Learning Neural Volumetric Pose Features for Camera Localization
Jingyu Lin, Jiaqi Gu, Bojian Wu, Lubin Fan, Renjie Chen, Ligang Liu, Jieping Ye
TL;DR
This work tackles camera localization by addressing the limitations of Absolute Pose Regression (APR) through a neural volumetric pose feature called PoseMap. PoseMap is learned by augmenting NeRF with a dedicated pose branch (NeRF-P) and is trained alongside an APRNet to produce discriminate pose representations and enable novel-view synthesis for data augmentation. The authors introduce a self-supervised online alignment mechanism that leverages unlabelled images to further refine pose features, achieving averages gains of approximately 14.28% in translation and 20.51% in rotation on indoor and outdoor benchmarks, and delivering state-of-the-art APR performance on challenging datasets.

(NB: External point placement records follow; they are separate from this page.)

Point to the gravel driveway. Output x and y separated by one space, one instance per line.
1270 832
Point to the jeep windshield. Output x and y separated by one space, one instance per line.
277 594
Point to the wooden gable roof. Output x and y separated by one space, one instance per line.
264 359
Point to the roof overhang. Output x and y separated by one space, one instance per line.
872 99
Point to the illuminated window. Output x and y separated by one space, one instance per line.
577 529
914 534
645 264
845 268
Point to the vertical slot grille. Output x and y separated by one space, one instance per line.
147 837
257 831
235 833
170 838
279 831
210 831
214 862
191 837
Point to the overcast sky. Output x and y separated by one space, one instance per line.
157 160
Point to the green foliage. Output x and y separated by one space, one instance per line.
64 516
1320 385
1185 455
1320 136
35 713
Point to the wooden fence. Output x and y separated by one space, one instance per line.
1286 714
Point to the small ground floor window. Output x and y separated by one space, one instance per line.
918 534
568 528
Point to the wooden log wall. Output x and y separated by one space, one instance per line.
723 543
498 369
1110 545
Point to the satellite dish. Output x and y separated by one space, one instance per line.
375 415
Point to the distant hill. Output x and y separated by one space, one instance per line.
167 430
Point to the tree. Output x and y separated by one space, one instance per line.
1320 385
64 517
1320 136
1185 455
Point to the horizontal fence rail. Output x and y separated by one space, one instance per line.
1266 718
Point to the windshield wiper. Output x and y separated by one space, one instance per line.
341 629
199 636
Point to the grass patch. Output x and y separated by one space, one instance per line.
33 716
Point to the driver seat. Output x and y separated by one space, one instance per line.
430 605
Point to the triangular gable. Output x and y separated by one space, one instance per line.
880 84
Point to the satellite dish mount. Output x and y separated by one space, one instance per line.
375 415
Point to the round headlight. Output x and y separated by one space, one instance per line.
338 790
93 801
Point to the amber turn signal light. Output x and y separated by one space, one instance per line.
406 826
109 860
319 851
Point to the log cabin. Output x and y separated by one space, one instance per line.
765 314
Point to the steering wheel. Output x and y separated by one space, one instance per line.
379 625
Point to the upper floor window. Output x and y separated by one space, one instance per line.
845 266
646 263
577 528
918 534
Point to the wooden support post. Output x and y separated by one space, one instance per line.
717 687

Overall, PoseMap demonstrates that neural volumetric features can encode implicit pose information, enabling robust, data-efficient camera localization and paving the way for further integration with structure-based cues. $SE(3)$ poses are regressed in the framework, and the approach benefits from online self-supervision and novel-view synthesis to enhance generalization and accuracy.
Abstract
We introduce a novel neural volumetric pose feature, termed PoseMap, designed to enhance camera localization by encapsulating the information between images and the associated camera poses. Our framework leverages an Absolute Pose Regression (APR) architecture, together with an augmented NeRF module. This integration not only facilitates the generation of novel views to enrich the training dataset but also enables the learning of effective pose features. Additionally, we extend our architecture for self-supervised online alignment, allowing our method to be used and fine-tuned for unlabelled images within a unified framework. Experiments demonstrate that our method achieves 14.28% and 20.51% performance gain on average in indoor and outdoor benchmark scenes, outperforming existing APR methods with state-of-the-art accuracy.